Ilustración de la ejecución de los templarios, según Bocaccio en 'De casibus virorum illustrium'. 1373.

“Al mediodía -o sea a las doce- del 13 de abril de 1737”, escribe Stefan Zweig, “Georg Friedrich Händel había vuelto del ensayo rebosante de cólera”. Al momento, en su estudio, “con un golpe sordo”, se “desplomaba muerto”, pensó el criado “estremecido”; por un ataque de apoplejía, sentenció finalmente el médico mientras aseguraba “al músico lo hemos perdido”. Desahuciado, lo llevaron a Aquisgrán, a los baños calientes. Y sanó. Y cuatro años más tarde, cuando muchos le creían incapaz, compuso en tres semanas su Mesías, dejando que los tonos “ascendieran por la escalera de Jacob”. Un oratorio de exaltación escrito por Charles Jennens, en inglés. Una laudatio inflamada, brillante, trascendental. Un himno construido para invocar -sobre todo cuando suena el Aleluya-. Lo he escuchado muchas veces, la última en el Auditorio Nacional, y como dicen que hizo Jorge II de Gran Bretaña, he sentido el impulso de ponerme en pie desde sus primeros acordes, con fruición. Nunca lo he hecho; por pudor y porque sé cuál es mi sitio. Pero, piénsenlo, hagan memoria, también los hay hoy que, aparentando que es descuido, no sólo pretenden quitarle la silla al monarca -o a la Princesa de Asturias- sino que, como el rey francés -igualmente bellos o eso creen- urden trampas para no hacer frente a su palabra, a su obligación. Que se acuerden del gran maestre Molay, quien, atado al poste, con el fuego acosando su carne, dicen que dijo que, por traicionar “la palabra dada”, Felipe rendiría cuentas “ante el Tribunal de Dios…dentro de ese año -de 1314-”. Yo, la verdad, visto lo visto, me conformaría con que los impostores de ahora lo hagan ante la justicia ordinaria.

placeholder Jorge II de Gran Bretaña. Retrato de John Shackleton. 1755.
Jorge II de Gran Bretaña. Retrato de John Shackleton. 1755.

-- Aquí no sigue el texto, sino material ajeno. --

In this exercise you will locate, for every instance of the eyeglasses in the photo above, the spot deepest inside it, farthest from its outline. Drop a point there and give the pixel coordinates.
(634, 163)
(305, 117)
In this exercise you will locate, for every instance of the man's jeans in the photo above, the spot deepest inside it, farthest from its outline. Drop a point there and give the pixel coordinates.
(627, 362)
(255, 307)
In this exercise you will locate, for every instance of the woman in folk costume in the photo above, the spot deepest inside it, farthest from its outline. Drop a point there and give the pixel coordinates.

Anoche estuve en el Teatro Real. Con Carme Portacelli y Gabriela Flores -ambas colmatadas por su madre de Frankenstein-, viendo el Orlando de Händel. El arte de la ópera representa un milagro, uno de proporciones bíblicas. Ayer, entre seccos recitativos, un destartalado y verosímil edificio de apartamentos giraba sobre su eje dejando al aire sus tripas y también las de los que cantan. Una construcción como de carretera americana rodeada de esa vegetación que injertan al ladrillo para simular vida y a la que, entre sollozos, le canta Angélica enamorada. Hay algo shakesperiano en el texto de Ariosto y en la aproximación que ha fijado Claus Guth -copiando, además, a Scorsese- a las tablas del Real, algo que recuerda a Lisandro y a Helena, a Hermia y Demetrio -estos en el bosque de El sueño de una noche de verano, aquellos bajo la sombra de unas palmeras de asfalto-. La primera ópera inglesa de Händel fue Rinaldo. Se estrenó en el Queen´s Theatre construido por John Vanbrugh, en 1711 -donde Herbert Beerbohm Tree, más tarde, también montaría a Shakespeare-. Contiene el aria -da capo- más bella, la más dramática, Lascia ch´io pianga. La han cantado Farinelli y Barbra Streisand, Cecilia Bartoli y Derek Lee Ragin; “déjame llorar/cruel destino”. En la cinta de Gerard Corbiau -que también dirigió Le roi danse, con banda sonora de Jean Baptiste Lully-, el castrato la entona bravo y se pierde en una coloratura interminable, un virtuosismo inédito, mientras recuerda su exhausta infancia bañado en leche.